Recent investigations with single beam trap have shown that chiral microresonators, based on chiral polymeric particles with spherulitic configuration enable polarization-controlled trapping, spinning or orbiting through the chirality-mediated coupling of linear and angular momentum of the light. In the single beam configuration the gradient force is used for trapping and the full mechanical control is limited by the value of the particle reflectance connected to the chiral Bragg phenomenon (i.e. on the ratio of the particle size and pitch of the supramolecular helical structure, or on the position of the material stop-band with respect to the trap wavelength) [12–14, 18].

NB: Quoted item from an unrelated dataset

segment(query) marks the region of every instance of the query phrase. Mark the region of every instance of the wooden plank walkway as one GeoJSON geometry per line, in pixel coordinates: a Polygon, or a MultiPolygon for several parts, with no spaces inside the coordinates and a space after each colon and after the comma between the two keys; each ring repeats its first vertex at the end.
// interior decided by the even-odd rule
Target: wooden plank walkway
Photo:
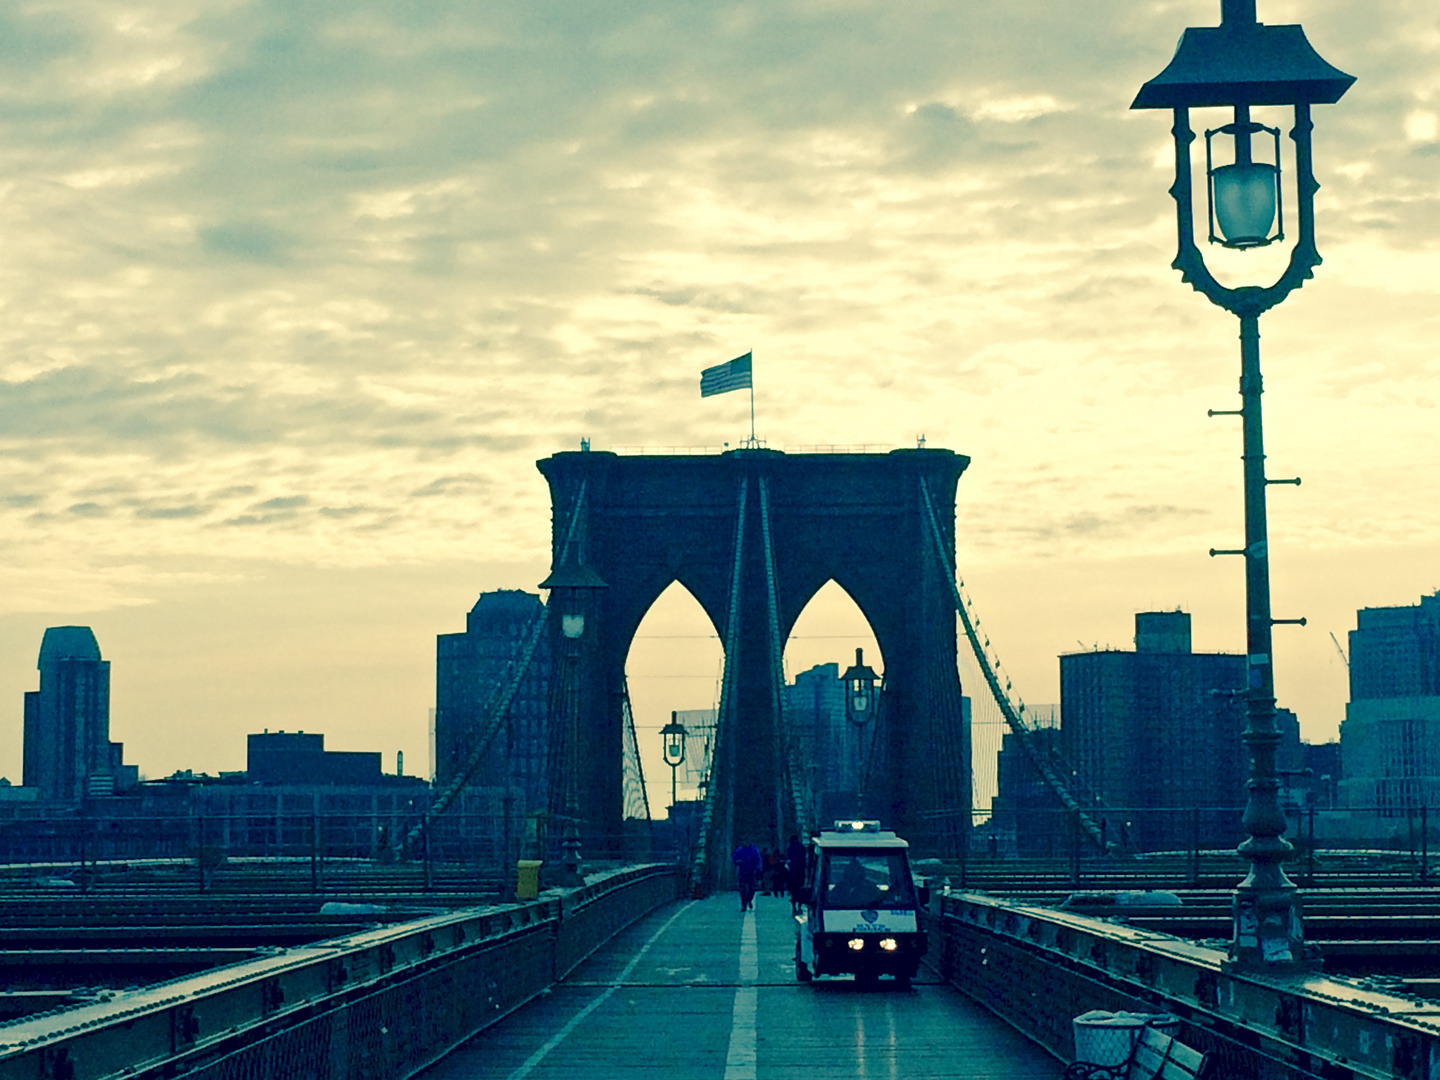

Investigations of dual beam trapping of chiral liquid crystal droplets, demonstrated the full control of the radiation pressure by photon spin, and the capability to apply it to perform optical sorting of chiral particles [15–17]. The advantage of the dual beam geometry is that the flow of linear optical momentum is neutral, along the beam axis. Particles are confined (along the optical axis), not by intensity gradients, but by balanced scattering forces. Furthermore, since high intensity gradients are unnecessary, the focusing optics requires only low numerical apertures, allowing very large working distances to be created and enabling the long range transport of trapped particles [19, 20]. For instance, it provides an ideal environment in which particles can undergo self-organization mediated by optical interactions (optical binding) [21,22]. In the case of coherent and interfering counter-propagating beams with proper polarization an array of optical traps is created along the beams propagation direction (standing wave traps) [20, 23–28].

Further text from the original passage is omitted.